QUES:  Thanks a lot John for the Answer 🙂 To give you a clearer picture, We have SAP which creates the batch number, expiry date, units to be produced etc and sends to SCADA. Machines receive this information from SCADA. So there is no communication from Machine Control system to SAP. What else SCADA communicates to Machines & vice versa? Recipe Name, good/bad items produced, Machine states(Running/stopped/aborted, etc.) but no Alarms are communicated. Also, there is a significant amount of Machine Parameters configurations(also a part of Machine recipe) needed to produce the Items, remain in machine. It's not recorded anywhere else, only in machine. But machines don't have Electronic signature at any stage. SCADA also maintains the EBR. Like line clearance, goods received etc Electronic signature is maintained in SCADA to validate the changes. We also have Electronic Document Management System where we have DMR, DHF. Change control is maintained in this EDMS.  

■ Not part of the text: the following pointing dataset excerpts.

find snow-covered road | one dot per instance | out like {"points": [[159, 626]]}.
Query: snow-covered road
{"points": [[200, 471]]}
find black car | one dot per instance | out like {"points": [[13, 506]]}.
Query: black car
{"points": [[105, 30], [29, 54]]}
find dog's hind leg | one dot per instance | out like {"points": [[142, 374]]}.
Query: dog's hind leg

ANS:  Basically what you described fits what I sent you previously.  Not only does the computer systems need to be validated per 21 CFR 820, but those computer / electronic systems involved in facilitating and/or  documenting CGMP actions (if any) also need to be validated to 21 CFR 11 on top of the general CGMP validation (I usually at Pt 11 test cases to the OQ).

-- Jel@jelincoln.com

Also, where validated machines generate data that needs to be retained in the GMP record, instead of the normal data integrity requirement of two signature, one entry, one verification, only one signature is required, one verification. -- JEL 09/19/2023


Wednesday, August 30, 2023

 Human Factors / Usability Engineering Question:


QUES:  As you mentioned on the webinar, the usability engineering is done as needed based on the product. So how should we decide if we need the usability engineering on specific product? Take anesthesia needles as an example, we know this is a mature design on the market for a long time. Is there any way to prove that this similar design won’t cause any use error? By MAUDE or adverse events?"
 
ANS:  The question is -  "How similar is the new design to the old one, as to whether it raises new issues of safety and efficacy, especially around ease / safety of use?" Not -  that a current design precludes an occasional use error, as there will always be an infrequent use error with any device, even one with an optimized design for safety / intuitive use. If the new product's design is substantially unchanged, and has a long field use history, so that it's use / use interface issues would be the same as the predicate's design, then there's no need for a usability engineering study.  Your SOP on HF / UE should discuss and allow these approaches, then you have to follow your SOP.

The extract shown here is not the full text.